DON'T LET YOUR INABILITY TO ELIMINATE ALL TOXINS FROM YOUR LIFE STOP YOU FROM DOING WHAT YOU CAN. If you are still healthy, efforts you make now can help you prevent getting chronically ill or getting MCS yourself. And you will save money by not using products that are unnecessary.
How to Protect Yourself and those with MCS from Further Chemical Exposure
- STOP USING ANY PRODUCT KNOWN TO BE TOXIC. Don't use any pesticides or herbicides ever. There are safer alternatives. Don't wear clothes that have been exposed to insect repellant, flea powder or spray, flea bombs, mothballs, or other poisons, especially around people with MCS, even if the clothes have been washed. If you feel you have to use insect repellents because of an illness which makes insect bites a danger to your health, keep distance from people with MCS and warn them. Be aware that insect repellents do not repel Lyme disease ticks.
- STOP USING ANY SCENTED PRODUCTS. Even if you think it's unscented, if friends say it makes them feel sick, believe them. If you've been using scented products on your clothes, know that it will take many washings and outdoor airings to make them safe, and that some scented clothes may never air out. Don't use "air fresheners" in your home or car; the scent stays on your clothes. Never use scented detergents, fabric softeners, or anti-cling products.
If you have a fireplace or wood-burning stove, don't use synthetic logs. Even though they're advertised as environmentally safer, they emit chemical fumes when burned. Don't burn plastic, cardboard, magazines, newspapers, or anything but clean, untreated dry wood.
- IF YOU'RE STILL SCENTED, KEEP DISTANCE FROM PEOPLE WITH MCS. Don't approach or hug friends without warning them and asking them if it's alright.
- DON'T GET GASOLINE AT A SELF-SERVICE PUMP IF YOU'RE GOING TO VISIT SOMEONE WITH MCS.
- DON'T HAVE CLOTHES DRY-CLEANED. Don't wear clothes that have ever been dry-cleaned anywhere near people with MCS.

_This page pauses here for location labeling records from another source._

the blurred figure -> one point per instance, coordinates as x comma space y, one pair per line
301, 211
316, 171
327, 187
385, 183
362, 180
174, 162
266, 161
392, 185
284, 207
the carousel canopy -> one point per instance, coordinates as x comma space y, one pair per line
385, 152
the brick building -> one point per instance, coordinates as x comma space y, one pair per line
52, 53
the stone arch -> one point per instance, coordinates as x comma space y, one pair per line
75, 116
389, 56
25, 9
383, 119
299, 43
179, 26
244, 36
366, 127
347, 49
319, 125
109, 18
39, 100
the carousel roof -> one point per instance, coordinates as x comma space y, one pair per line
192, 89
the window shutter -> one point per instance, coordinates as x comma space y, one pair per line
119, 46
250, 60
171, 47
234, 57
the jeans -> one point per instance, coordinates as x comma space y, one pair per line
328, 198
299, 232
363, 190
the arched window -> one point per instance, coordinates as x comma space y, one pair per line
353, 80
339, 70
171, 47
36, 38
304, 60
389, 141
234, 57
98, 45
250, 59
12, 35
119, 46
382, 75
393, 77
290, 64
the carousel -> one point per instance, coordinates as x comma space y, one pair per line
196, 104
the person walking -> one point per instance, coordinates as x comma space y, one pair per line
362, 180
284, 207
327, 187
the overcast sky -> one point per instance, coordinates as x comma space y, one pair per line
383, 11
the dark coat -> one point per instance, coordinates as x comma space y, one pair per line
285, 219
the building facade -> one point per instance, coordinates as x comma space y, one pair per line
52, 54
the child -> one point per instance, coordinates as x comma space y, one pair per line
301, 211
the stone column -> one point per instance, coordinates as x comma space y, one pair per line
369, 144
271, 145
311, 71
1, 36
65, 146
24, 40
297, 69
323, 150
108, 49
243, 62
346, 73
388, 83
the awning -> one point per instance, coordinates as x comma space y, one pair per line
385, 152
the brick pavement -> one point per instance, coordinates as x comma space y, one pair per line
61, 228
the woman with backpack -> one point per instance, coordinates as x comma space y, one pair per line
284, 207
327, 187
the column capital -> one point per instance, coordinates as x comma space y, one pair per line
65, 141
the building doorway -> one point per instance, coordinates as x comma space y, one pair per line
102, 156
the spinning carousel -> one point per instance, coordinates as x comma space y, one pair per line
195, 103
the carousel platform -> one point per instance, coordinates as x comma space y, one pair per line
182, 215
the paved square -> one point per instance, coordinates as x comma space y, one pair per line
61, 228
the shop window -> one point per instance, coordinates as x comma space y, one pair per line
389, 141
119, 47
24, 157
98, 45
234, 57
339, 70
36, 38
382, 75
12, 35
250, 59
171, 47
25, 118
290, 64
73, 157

- BE AWARE THAT EVERY PUBLIC PLACE YOU VISIT ON THE WAY TO A FRAGRANCE-FREE EVENT OR A FRIEND'S HOME WILL ADD TOXINS AND SCENT TO YOUR CLOTHES. What we smell from petroleum-based perfumes are volatile chemicals which travel through the air and are sticky. If you have to take public transportation, if you have an errand to do, or if you're going to another event first, BRING A CLEAN CHANGE OF CLOTHES in clean, double plastic bags.
Some Safer Products
Fabric softeners, anti-cling products, disinfectants, other strongly-scented products, and most detergents have toxic ingredients. If you use hair mousse and gels, hairspray, or chemically process your hair, it will need many washings with a safe shampoo and the passage of time before you can be around someone with MCS without making them ill. What may seem a mild fragrance to you can be excruciatingly toxic to someone with MCS.
Listed on the Guidelines for Nontoxic Living page are a few of the many safer products available.
(NOTE: Ask friends with MCS which products are safe for them. The products each of us can tolerate vary from person to person.
Please be kind to yourself, the environment, and the people you love—especially those who have MCS.
(NOTE: The information provided on this page is based on the pamphlet, "No Perfume Means Healthier Air", distributed by "Breath of Fresh Air" – used by permission.